Menurut Haedar, langkah paslon nomor 3 untuk menggugat hasil Pilkada Palopo adalah bagian dari proses demokrasi yang harus dihormati. Namun ia menegaskan bahwa tim Naili-Ome sudah melakukan persiapan dokumen sejak malam sebelumnya.
“Saya kira kita dengan adanya permohonan gugatan yang diajukan paslon nomor 3 ya tentu sebagai peraih suara terbanyak harus bersiap-siap. Nah sekarang tadi malam sudah rapat internal untuk mempersiapkan seluruh dokumen-dokumen yang relevan. Untuk dibuktikan terkait permohonan mereka,” ujarnya.
Kendati belum mengetahui secara pasti substansi gugatan yang diajukan, Haedar menyebut pihaknya terus memantau dan membaca arah dari langkah hukum tersebut.
“Cuma ini kita belum melihat apa-apa yang mereka gugatkan gitu. Disini kami menunggu seperti apa, tapi kita sudah bisa membaca arahnya sampai sejauh mana kan,” katanya.

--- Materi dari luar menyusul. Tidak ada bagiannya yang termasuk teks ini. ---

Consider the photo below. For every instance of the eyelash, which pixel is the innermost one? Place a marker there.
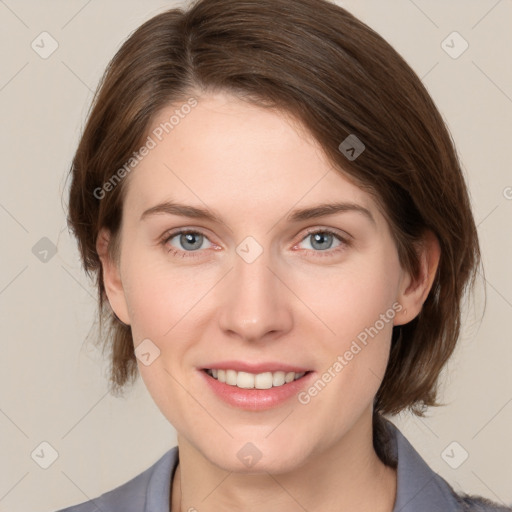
(191, 254)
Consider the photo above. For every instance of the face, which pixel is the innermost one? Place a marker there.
(257, 288)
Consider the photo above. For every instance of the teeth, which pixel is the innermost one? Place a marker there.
(246, 380)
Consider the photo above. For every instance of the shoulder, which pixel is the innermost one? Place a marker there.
(474, 503)
(419, 488)
(152, 485)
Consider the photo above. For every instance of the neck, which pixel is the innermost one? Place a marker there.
(348, 476)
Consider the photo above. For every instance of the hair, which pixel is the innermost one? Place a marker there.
(316, 62)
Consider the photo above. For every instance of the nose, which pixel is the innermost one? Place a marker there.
(255, 302)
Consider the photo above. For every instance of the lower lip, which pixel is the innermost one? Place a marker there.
(256, 399)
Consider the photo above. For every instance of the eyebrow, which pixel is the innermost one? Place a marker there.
(321, 210)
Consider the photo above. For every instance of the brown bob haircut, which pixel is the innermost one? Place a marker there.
(313, 60)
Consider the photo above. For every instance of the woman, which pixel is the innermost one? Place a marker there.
(226, 145)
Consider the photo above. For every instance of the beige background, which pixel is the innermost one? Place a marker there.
(52, 383)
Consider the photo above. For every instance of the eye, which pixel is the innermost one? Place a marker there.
(321, 240)
(190, 241)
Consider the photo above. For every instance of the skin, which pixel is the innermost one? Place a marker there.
(298, 302)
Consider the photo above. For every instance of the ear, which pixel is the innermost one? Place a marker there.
(414, 292)
(112, 277)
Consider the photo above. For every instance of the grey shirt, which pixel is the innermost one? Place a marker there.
(419, 488)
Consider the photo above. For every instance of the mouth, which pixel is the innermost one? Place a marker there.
(246, 380)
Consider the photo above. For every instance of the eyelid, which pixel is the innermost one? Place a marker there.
(344, 238)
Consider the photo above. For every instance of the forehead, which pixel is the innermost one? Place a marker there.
(232, 155)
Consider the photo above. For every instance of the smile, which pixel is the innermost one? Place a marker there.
(245, 380)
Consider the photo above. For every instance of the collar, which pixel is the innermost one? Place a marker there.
(419, 488)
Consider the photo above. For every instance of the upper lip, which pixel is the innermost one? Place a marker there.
(241, 366)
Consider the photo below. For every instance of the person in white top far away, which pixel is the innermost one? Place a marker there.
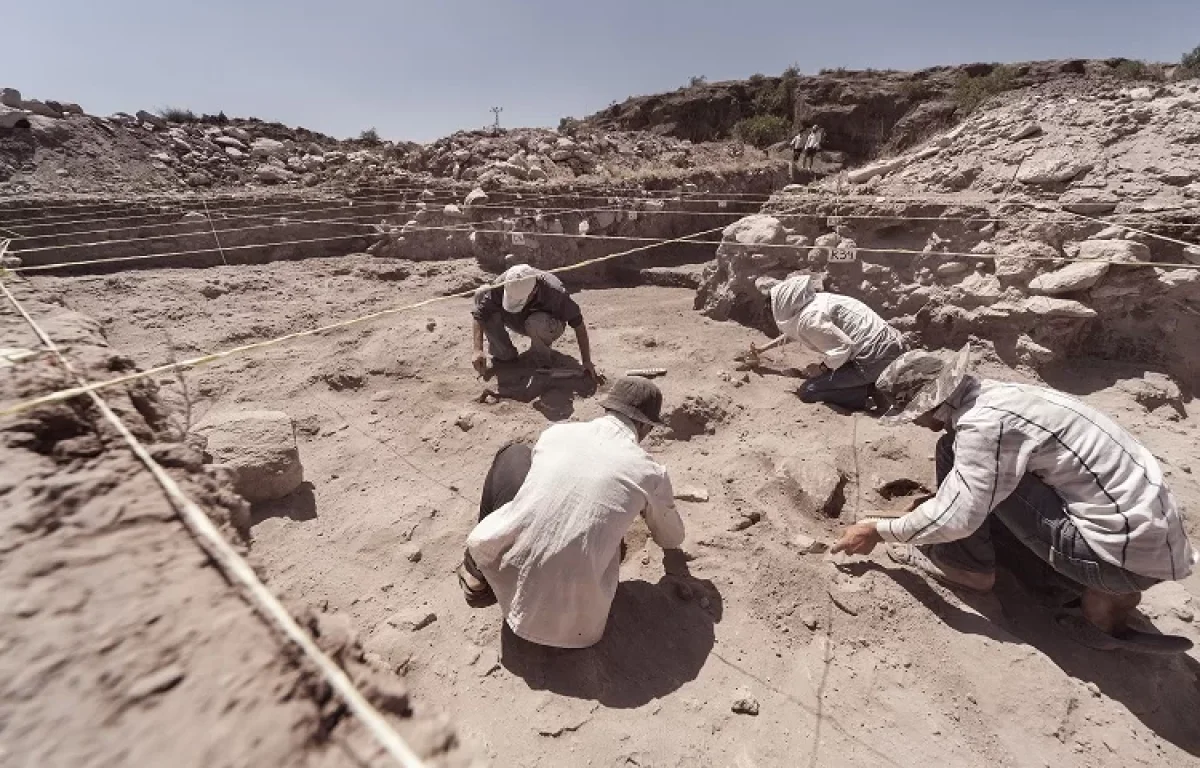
(855, 342)
(552, 519)
(1073, 486)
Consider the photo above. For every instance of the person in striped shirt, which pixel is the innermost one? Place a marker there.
(1067, 480)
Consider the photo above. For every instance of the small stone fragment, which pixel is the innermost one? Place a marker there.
(745, 703)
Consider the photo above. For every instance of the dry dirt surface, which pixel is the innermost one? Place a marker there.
(749, 653)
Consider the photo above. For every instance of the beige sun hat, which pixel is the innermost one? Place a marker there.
(519, 283)
(918, 381)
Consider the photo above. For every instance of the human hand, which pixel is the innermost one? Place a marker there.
(858, 539)
(480, 363)
(591, 370)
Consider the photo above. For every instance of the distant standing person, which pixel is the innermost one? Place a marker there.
(532, 303)
(813, 145)
(797, 147)
(855, 342)
(552, 520)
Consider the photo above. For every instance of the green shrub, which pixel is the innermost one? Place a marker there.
(971, 91)
(762, 131)
(177, 114)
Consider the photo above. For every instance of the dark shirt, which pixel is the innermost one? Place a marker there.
(549, 295)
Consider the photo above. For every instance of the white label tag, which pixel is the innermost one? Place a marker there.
(844, 255)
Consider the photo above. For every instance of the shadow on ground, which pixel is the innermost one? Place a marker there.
(658, 639)
(552, 397)
(298, 505)
(1162, 691)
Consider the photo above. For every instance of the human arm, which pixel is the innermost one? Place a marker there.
(990, 459)
(661, 516)
(478, 360)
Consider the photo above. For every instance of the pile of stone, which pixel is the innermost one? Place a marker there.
(537, 155)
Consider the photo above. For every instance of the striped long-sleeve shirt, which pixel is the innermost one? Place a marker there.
(1111, 486)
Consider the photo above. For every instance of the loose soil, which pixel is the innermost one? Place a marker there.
(849, 664)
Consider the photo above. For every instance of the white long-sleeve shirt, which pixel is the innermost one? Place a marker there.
(841, 329)
(1111, 486)
(552, 555)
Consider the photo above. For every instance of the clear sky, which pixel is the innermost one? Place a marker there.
(421, 70)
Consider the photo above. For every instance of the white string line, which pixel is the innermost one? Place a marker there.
(66, 394)
(382, 198)
(238, 571)
(213, 227)
(373, 220)
(403, 208)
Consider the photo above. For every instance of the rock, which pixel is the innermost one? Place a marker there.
(744, 702)
(1054, 166)
(475, 197)
(1024, 131)
(268, 148)
(691, 493)
(952, 268)
(1087, 202)
(1153, 390)
(815, 480)
(755, 229)
(238, 133)
(1114, 251)
(1071, 279)
(159, 682)
(271, 174)
(413, 619)
(882, 168)
(199, 179)
(147, 118)
(808, 545)
(261, 449)
(1050, 307)
(40, 108)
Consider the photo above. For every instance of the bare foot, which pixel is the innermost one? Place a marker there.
(948, 575)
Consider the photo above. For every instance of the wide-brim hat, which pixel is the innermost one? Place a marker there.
(918, 382)
(639, 399)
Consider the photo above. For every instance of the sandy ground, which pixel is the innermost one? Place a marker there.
(853, 665)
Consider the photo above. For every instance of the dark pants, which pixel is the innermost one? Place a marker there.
(851, 385)
(1037, 517)
(504, 479)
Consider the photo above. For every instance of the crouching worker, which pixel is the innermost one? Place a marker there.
(531, 303)
(855, 342)
(1065, 479)
(552, 520)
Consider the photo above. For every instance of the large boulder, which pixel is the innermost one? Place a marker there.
(1071, 279)
(1054, 166)
(261, 449)
(268, 148)
(1115, 251)
(148, 118)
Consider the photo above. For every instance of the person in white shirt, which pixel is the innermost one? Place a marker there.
(1071, 484)
(549, 543)
(855, 342)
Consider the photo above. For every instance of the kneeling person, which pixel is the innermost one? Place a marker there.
(1071, 484)
(855, 342)
(531, 303)
(552, 520)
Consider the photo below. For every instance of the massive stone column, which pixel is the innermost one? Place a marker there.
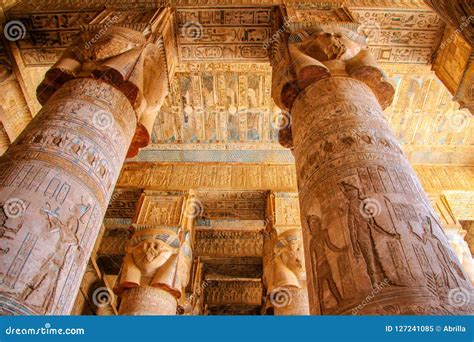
(4, 140)
(57, 178)
(283, 260)
(14, 111)
(374, 243)
(156, 267)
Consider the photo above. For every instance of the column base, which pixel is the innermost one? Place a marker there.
(147, 301)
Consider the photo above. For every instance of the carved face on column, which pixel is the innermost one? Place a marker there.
(329, 44)
(150, 255)
(5, 71)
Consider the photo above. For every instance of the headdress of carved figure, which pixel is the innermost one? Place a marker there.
(289, 269)
(125, 58)
(304, 56)
(156, 257)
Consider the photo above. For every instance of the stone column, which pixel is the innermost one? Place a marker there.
(4, 140)
(375, 245)
(454, 232)
(283, 261)
(57, 178)
(158, 261)
(14, 111)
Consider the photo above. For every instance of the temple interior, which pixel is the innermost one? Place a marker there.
(237, 157)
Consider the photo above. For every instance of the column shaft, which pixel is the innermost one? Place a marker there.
(371, 227)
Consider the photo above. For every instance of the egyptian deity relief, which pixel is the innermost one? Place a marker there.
(55, 189)
(365, 216)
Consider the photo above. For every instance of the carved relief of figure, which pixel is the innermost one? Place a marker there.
(41, 291)
(362, 229)
(5, 222)
(445, 261)
(321, 268)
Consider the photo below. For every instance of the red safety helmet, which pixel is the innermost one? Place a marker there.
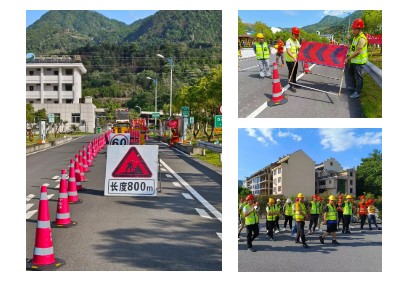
(296, 30)
(250, 197)
(358, 23)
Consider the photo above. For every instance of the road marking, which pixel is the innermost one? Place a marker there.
(204, 202)
(187, 196)
(176, 184)
(203, 213)
(265, 105)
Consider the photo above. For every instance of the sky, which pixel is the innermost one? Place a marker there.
(125, 16)
(258, 148)
(288, 19)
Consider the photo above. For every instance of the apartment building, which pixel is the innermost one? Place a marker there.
(332, 178)
(54, 83)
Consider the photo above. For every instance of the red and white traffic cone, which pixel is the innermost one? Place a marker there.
(277, 95)
(72, 190)
(305, 68)
(43, 254)
(63, 217)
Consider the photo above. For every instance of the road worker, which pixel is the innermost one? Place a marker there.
(362, 211)
(301, 214)
(347, 212)
(261, 49)
(314, 212)
(292, 50)
(330, 219)
(251, 221)
(358, 57)
(271, 215)
(287, 209)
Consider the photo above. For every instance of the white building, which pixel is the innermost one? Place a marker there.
(54, 83)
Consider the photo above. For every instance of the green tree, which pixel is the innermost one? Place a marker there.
(369, 174)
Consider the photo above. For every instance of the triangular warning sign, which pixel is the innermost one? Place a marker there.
(132, 165)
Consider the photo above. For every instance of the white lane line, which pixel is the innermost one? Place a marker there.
(187, 196)
(29, 214)
(176, 184)
(29, 197)
(204, 202)
(28, 206)
(265, 105)
(203, 213)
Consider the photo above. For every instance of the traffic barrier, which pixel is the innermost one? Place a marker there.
(277, 95)
(63, 217)
(43, 253)
(72, 190)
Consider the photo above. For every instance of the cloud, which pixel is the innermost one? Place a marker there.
(342, 139)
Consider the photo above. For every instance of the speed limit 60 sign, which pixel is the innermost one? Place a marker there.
(120, 138)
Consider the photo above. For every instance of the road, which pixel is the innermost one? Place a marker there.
(176, 230)
(305, 103)
(357, 252)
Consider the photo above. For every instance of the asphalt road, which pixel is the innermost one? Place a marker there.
(357, 252)
(165, 232)
(305, 103)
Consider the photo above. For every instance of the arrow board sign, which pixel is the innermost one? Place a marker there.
(131, 170)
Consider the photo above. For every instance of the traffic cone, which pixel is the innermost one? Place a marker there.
(305, 68)
(277, 96)
(72, 190)
(63, 218)
(43, 254)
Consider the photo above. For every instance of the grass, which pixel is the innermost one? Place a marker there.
(211, 157)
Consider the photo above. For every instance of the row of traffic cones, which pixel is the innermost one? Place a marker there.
(277, 94)
(43, 254)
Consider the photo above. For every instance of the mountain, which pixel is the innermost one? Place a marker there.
(61, 32)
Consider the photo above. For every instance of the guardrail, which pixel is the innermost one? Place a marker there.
(374, 72)
(210, 146)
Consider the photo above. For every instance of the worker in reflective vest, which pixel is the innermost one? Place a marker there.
(330, 219)
(292, 50)
(358, 57)
(251, 221)
(261, 49)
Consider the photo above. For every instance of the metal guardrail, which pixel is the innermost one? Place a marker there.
(210, 146)
(374, 72)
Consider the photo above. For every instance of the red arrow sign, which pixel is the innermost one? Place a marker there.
(132, 165)
(323, 54)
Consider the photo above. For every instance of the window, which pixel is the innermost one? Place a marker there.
(76, 118)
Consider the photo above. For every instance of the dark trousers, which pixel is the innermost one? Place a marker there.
(252, 233)
(291, 65)
(313, 222)
(356, 76)
(340, 218)
(288, 218)
(363, 217)
(270, 228)
(300, 232)
(346, 223)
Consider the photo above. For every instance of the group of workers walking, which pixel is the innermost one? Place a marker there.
(330, 215)
(357, 56)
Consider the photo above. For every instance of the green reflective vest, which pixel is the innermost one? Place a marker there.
(294, 49)
(347, 209)
(331, 214)
(361, 58)
(262, 51)
(251, 218)
(315, 208)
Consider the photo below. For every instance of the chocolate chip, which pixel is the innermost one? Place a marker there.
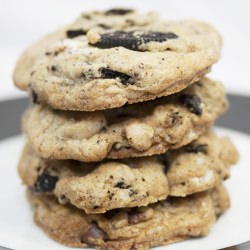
(202, 148)
(104, 26)
(35, 98)
(192, 102)
(131, 39)
(122, 185)
(111, 214)
(45, 183)
(75, 33)
(118, 11)
(134, 216)
(53, 68)
(175, 118)
(93, 233)
(132, 192)
(111, 74)
(86, 16)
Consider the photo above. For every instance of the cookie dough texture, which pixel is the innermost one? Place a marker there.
(130, 131)
(97, 188)
(136, 228)
(76, 74)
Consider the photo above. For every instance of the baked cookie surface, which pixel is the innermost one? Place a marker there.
(131, 131)
(108, 60)
(99, 187)
(136, 228)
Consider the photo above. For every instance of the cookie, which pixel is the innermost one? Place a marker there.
(133, 130)
(88, 20)
(97, 188)
(107, 61)
(161, 223)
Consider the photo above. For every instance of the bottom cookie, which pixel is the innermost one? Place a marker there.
(162, 223)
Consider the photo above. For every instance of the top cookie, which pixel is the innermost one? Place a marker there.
(112, 58)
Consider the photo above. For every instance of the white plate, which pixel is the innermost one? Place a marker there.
(17, 230)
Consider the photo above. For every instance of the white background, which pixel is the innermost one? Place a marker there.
(22, 22)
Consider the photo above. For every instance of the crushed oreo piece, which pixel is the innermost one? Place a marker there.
(45, 183)
(202, 148)
(132, 39)
(118, 11)
(122, 185)
(111, 74)
(93, 233)
(75, 33)
(104, 26)
(192, 102)
(53, 68)
(135, 216)
(35, 98)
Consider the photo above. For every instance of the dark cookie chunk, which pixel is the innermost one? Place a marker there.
(75, 33)
(192, 102)
(111, 74)
(132, 39)
(122, 185)
(93, 233)
(118, 11)
(45, 183)
(104, 26)
(202, 148)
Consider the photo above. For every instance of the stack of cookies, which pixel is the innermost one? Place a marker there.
(120, 153)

Haedar juga menyoroti fakta bahwa gugatan diajukan oleh paslon yang meraih suara terbanyak ketiga, bukan kedua. Ia menyerahkan penilaian kepada masyarakat.
“Ya saya kira itu tadi, biarkan masyarakat Palopo yang menilai. Inikan menjadi pertanyaan besar juga. Kan biasa itu yang melakukan gugatan itukan peraih suara terbanyak ke 2 tapi inikan peraih suara terbanyak ke 3,” imbuhnya.
Sebelumnya, calon Wakil Wali Kota Palopo Akhmad Syarfuddin juga turut memberikan pernyataan terkait gugatan ke MK. Ia menyatakan menghormati langkah yang diambil oleh kubu Paslon 3 dan menyebutnya sebagai bagian dari hak setiap warga negara.
“Kami tidak mempermasalahkan itu, karena menggugat ke MK adalah hak konstitusional mereka,” kata Akhmad, Senin (2/6/2025).
Akhmad menegaskan bahwa pihaknya sudah mengikuti seluruh tahapan Pilwalkot secara sah dan sesuai aturan. Ia menyebut selisih suara yang signifikan membuat mereka percaya diri menghadapi proses di MK.
“Kami siap menghadapi gugatan tersebut karena kami telah mengikuti semua proses sesuai dengan aturannya. Selisih perolehan suara juga sangat jauh jadi kami siap mengikuti proses yang ada,” jelasnya.
Ia menyebut, kesiapan mereka bukan hanya dalam menghadapi kemenangan, tetapi juga dalam menerima kemungkinan kekalahan sebagai bagian dari kedewasaan politik.
“Dari awal paslon 4 siap menghadapi itu semua dengan komitmen siap menang dan siap kalah,” pungkasnya.